Artibonite-Massacre à Préval : environ 15 morts, juqu’où ira l’inaction de l’État ?
Le sang a coulé une fois de plus, dans l’indifférence glaciale de ceux qui prétendent gouverner. Le mardi 20 mai, dans l’après-midi, la section communale de Préval, située dans la Petite-Rivière-de-l’Artibonite, s’est transformée en charnier.
Environ une vingtaine de personnes y ont été froidement massacrées, parmi elles le pasteur Jacques Brutus, figure respectée de la communauté. Ce carnage, comme tant d’autres, s’inscrit dans la longue et macabre liste des crimes restés impunis qui définissent désormais la normalité haïtienne.
Selon plusieurs habitants de la zone, les auteurs de cet acte barbare seraient des membres d’une brigade d’autodéfense, épaulés par une coalition armée dirigée par un certain Jean Denis. Le prétexte ? Les victimes auraient prétendument des liens avec le gang de Savien, tristement célèbre dans la vallée de l’Artibonite. Une accusation sans procès, sans preuve, sans justice – seulement des balles et des larmes.

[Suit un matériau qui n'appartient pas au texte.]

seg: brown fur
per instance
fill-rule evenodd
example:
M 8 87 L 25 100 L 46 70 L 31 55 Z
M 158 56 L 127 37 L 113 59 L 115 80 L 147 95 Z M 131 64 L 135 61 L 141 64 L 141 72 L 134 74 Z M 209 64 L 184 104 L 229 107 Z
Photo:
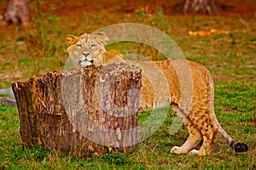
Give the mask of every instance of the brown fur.
M 70 37 L 73 37 L 73 42 L 70 42 Z M 84 34 L 81 37 L 69 35 L 67 38 L 69 45 L 67 50 L 73 58 L 79 58 L 75 54 L 78 51 L 74 46 L 80 43 L 79 40 L 83 38 L 90 39 L 88 42 L 83 42 L 85 43 L 83 45 L 88 48 L 89 44 L 97 43 L 99 42 L 97 38 L 102 40 L 106 39 L 106 37 L 102 33 L 98 37 L 92 34 Z M 105 51 L 102 43 L 100 46 L 101 48 L 95 54 L 90 54 L 93 56 L 90 59 L 92 60 L 103 57 L 102 62 L 98 65 L 125 62 L 143 68 L 140 110 L 155 109 L 160 106 L 159 104 L 167 101 L 183 120 L 189 136 L 181 147 L 174 146 L 172 152 L 189 152 L 198 155 L 210 153 L 218 133 L 231 147 L 232 145 L 235 147 L 237 144 L 222 128 L 216 118 L 213 105 L 213 80 L 207 68 L 199 63 L 180 59 L 154 62 L 126 60 L 112 52 Z M 93 64 L 97 66 L 96 64 Z M 200 150 L 195 150 L 201 139 L 203 144 Z

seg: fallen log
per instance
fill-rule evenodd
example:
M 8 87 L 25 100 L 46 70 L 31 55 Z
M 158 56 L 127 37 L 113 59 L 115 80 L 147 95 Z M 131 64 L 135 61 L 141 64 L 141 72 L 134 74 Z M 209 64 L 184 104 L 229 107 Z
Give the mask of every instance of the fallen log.
M 125 64 L 55 71 L 12 83 L 25 148 L 79 157 L 137 149 L 142 71 Z

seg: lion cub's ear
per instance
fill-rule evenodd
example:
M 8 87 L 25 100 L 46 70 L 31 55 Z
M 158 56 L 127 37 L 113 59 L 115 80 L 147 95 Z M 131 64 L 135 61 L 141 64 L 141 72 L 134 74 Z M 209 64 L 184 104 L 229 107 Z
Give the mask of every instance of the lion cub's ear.
M 66 35 L 65 41 L 67 46 L 75 44 L 79 39 L 79 37 L 76 37 L 72 34 Z
M 103 31 L 100 31 L 97 33 L 93 34 L 94 38 L 98 41 L 99 42 L 105 43 L 107 41 L 109 40 L 107 34 Z

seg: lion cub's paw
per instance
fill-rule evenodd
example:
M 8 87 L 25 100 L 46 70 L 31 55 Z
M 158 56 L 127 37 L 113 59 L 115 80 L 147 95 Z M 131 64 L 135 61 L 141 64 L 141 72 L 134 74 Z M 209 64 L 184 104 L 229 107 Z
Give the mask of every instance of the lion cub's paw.
M 171 153 L 185 154 L 188 153 L 188 151 L 183 149 L 182 147 L 174 146 L 173 148 L 172 148 Z
M 191 151 L 189 151 L 189 154 L 197 154 L 199 153 L 199 150 L 192 150 Z
M 196 154 L 199 156 L 205 156 L 206 153 L 200 151 L 199 150 L 192 150 L 191 151 L 189 151 L 189 154 Z

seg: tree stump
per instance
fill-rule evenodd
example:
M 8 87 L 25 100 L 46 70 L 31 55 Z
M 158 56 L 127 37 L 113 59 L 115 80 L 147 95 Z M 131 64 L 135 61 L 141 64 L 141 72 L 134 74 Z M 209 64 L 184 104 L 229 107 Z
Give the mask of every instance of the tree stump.
M 24 146 L 79 157 L 134 151 L 141 85 L 141 70 L 125 64 L 13 82 Z

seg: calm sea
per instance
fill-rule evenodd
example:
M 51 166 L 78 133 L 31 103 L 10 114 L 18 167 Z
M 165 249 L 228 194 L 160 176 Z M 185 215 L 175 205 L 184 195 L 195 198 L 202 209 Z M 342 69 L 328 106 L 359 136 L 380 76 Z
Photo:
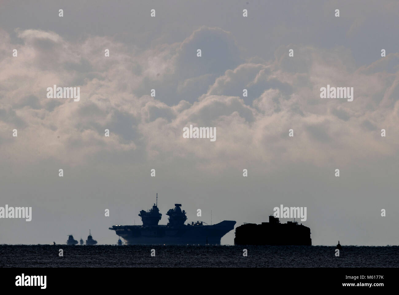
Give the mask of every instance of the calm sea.
M 0 245 L 0 267 L 393 267 L 399 246 Z M 155 249 L 155 256 L 151 256 Z M 246 249 L 248 256 L 243 255 Z M 62 249 L 63 257 L 59 256 Z

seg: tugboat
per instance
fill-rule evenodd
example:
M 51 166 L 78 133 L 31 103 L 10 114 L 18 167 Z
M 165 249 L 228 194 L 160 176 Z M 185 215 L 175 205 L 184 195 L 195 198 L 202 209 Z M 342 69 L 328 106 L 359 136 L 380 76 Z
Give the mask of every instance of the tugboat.
M 97 243 L 97 241 L 93 239 L 93 237 L 91 236 L 91 233 L 90 230 L 89 230 L 89 235 L 87 236 L 87 239 L 86 240 L 86 244 L 88 245 L 95 245 Z
M 68 238 L 68 241 L 67 241 L 67 245 L 76 245 L 77 241 L 73 239 L 73 236 L 69 235 Z
M 218 245 L 220 239 L 234 228 L 235 221 L 223 220 L 218 223 L 205 225 L 202 222 L 185 224 L 187 219 L 181 204 L 166 213 L 169 222 L 158 225 L 162 214 L 158 209 L 158 194 L 152 208 L 142 210 L 138 216 L 142 225 L 114 225 L 109 229 L 124 240 L 127 245 Z
M 335 249 L 338 249 L 338 250 L 342 249 L 342 246 L 341 245 L 341 244 L 340 243 L 339 241 L 338 241 L 338 245 L 337 245 L 337 246 L 335 247 Z
M 245 223 L 235 229 L 235 245 L 312 245 L 310 229 L 297 221 L 280 223 L 269 216 L 269 222 Z

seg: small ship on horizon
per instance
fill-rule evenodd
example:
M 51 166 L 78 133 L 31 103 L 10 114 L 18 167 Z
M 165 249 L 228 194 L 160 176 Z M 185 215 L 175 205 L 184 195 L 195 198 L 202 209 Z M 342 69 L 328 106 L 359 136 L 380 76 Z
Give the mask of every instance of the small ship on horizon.
M 152 208 L 142 210 L 138 216 L 142 225 L 113 225 L 109 229 L 115 231 L 127 245 L 219 245 L 220 239 L 234 228 L 235 221 L 223 220 L 213 225 L 204 225 L 197 221 L 184 224 L 187 219 L 186 212 L 180 209 L 181 204 L 175 204 L 173 209 L 166 213 L 169 222 L 166 225 L 158 225 L 162 213 L 156 203 Z
M 86 240 L 86 244 L 89 246 L 95 245 L 97 243 L 97 241 L 93 239 L 93 237 L 91 235 L 91 232 L 90 229 L 89 230 L 89 235 L 87 236 L 87 239 Z

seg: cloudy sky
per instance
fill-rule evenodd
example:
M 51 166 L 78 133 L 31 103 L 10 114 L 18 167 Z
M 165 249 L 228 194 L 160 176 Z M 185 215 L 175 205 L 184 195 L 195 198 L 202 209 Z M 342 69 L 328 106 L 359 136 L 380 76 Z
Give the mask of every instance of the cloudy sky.
M 175 203 L 236 226 L 282 204 L 307 207 L 314 245 L 398 245 L 398 17 L 382 0 L 1 1 L 0 206 L 32 217 L 0 219 L 0 244 L 115 243 L 158 193 L 160 224 Z

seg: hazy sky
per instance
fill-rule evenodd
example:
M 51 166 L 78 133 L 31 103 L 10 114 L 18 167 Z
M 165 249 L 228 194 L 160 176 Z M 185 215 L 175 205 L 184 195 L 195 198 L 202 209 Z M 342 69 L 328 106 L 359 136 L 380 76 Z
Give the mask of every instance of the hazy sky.
M 63 2 L 0 1 L 0 207 L 32 210 L 0 244 L 115 244 L 157 193 L 161 224 L 175 203 L 236 226 L 282 204 L 307 207 L 313 245 L 399 243 L 397 1 Z

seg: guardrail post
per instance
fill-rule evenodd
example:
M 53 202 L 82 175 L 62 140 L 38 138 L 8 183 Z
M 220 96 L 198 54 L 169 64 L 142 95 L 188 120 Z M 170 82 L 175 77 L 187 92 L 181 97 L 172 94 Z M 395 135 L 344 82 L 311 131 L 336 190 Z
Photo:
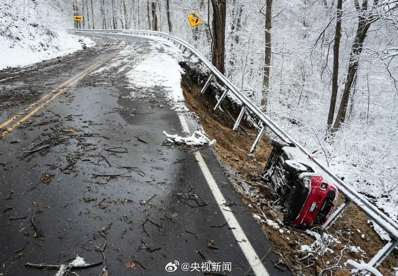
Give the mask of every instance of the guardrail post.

Mais ce n’est pas seulement la coalition armée qui est coupable. Ce carnage signe, une fois de plus, l’échec total de l’État haïtien – un État absent, désincarné, complice par son silence et sa passivité. Où était la Police nationale ? Où était la Justice ? Où était le gouvernement ? La réponse, on la connaît : nulle part. À Port-au-Prince, dans les salons climatisés, on gesticule, on communique, on promet, pendant que dans l’Artibonite on tue, on brûle, on pleure.
Fait troublant : ce massacre survient après les déclarations du secrétaire d’État américain Marco Rubio, qui proposait des solutions pour enrayer l’insécurité. Une sortie suivie, comme par malédiction, d’un bain de sang. Faut-il y voir un message sanglant des groupes armés ? Ou une stratégie perverse pour maintenir le chaos, utile à certains intérêts ? Peu importe : l’État ne protège pas. Il regarde ailleurs. Ou pire, il négocie.
Le nom de Préval s’ajoute ainsi à ceux de La Saline, Bel-Air, Croix-des-bouquets, Cité-Soleil, Carrefour-Feuilles, Solino, Nazon, Martissant… Des lieux devenus symboles d’un pays abandonné à la merci des kalachnikovs. Comment expliquer que des groupes armés circulent librement, organisent des expéditions punitives en plein jour, alors que des citoyens honnêtes doivent fuir ou se cacher pour survivre ?
Cette tuerie est un affront à la dignité humaine, une claque au visage des principes les plus élémentaires de droit et de justice. Elle appelle non seulement à l’indignation, mais à une condamnation ferme et à des actions concrètes.
Préval pleure ses morts. Mais Haïti tout entière devrait crier. Car tant que ces massacres resteront impunis, c’est le pays tout entier qui est exécuté, balle après balle, dans le silence complice de ceux qui nous gouvernent.